Comment by __mharrison__

1 day ago

Many of the complaints about Pandas here (and around the internet) are about the weird API. However, if you follow a few best practices, you never run into the issue folks are complaining about.

I wrote a nice article about chaining for Ponder. (Sadly, it looks like the Snowflake acquisition has removed that. My book, Effective Pandas 2, goes deep into my best practices.)

I don't quite agree, but if this was true, what would you tell a junior colleague in a code review? You can't use this function/argument/convention/etc you found in the official API documentation because...I don't like it? I think any team-maintained Pandas codebase will unavoidably drift into the inconsistent and bad. If you're always working alone, then it can of course be a bit better.

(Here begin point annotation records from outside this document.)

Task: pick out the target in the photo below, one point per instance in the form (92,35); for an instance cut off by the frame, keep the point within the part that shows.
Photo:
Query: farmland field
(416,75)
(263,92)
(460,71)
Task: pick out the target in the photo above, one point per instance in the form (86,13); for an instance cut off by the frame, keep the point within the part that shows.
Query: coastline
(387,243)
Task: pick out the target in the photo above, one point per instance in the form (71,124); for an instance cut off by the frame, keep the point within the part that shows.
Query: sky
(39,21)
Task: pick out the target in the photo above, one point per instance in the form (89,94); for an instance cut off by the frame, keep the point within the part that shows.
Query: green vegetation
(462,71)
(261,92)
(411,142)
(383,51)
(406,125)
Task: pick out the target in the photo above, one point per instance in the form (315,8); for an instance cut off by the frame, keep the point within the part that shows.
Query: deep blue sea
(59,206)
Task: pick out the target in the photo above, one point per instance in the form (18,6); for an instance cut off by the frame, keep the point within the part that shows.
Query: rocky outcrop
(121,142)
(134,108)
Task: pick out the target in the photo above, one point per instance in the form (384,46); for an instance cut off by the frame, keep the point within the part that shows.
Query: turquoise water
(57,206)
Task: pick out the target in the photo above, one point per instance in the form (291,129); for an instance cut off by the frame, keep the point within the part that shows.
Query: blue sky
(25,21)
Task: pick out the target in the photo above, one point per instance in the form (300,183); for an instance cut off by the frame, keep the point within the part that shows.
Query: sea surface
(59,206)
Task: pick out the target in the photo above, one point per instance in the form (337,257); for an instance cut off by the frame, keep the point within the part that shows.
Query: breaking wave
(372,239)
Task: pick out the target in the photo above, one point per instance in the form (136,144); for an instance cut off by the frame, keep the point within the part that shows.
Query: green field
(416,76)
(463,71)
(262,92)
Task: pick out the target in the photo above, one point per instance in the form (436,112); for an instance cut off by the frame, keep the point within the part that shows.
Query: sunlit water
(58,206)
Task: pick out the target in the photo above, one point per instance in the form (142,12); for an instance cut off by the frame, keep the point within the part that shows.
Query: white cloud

  • I have strong opinions about Pandas. I've used it since it came out and have coalesced on patterns that make it easy to use.

    (Disclaimer: I'm a corporate trainer and feed my family teaching folks how to work with their data using Pandas.)

    When I teach about "readable" code, I caveat that it should be "readable for a specific audience". I hold that if you are a professional, that audience is other professionals. You should write code for professionals and not for newbies. Newbies should be trained up to write professional code. YMMV, but that is my bias based on experience seeing this work at some of the biggest companies in the world.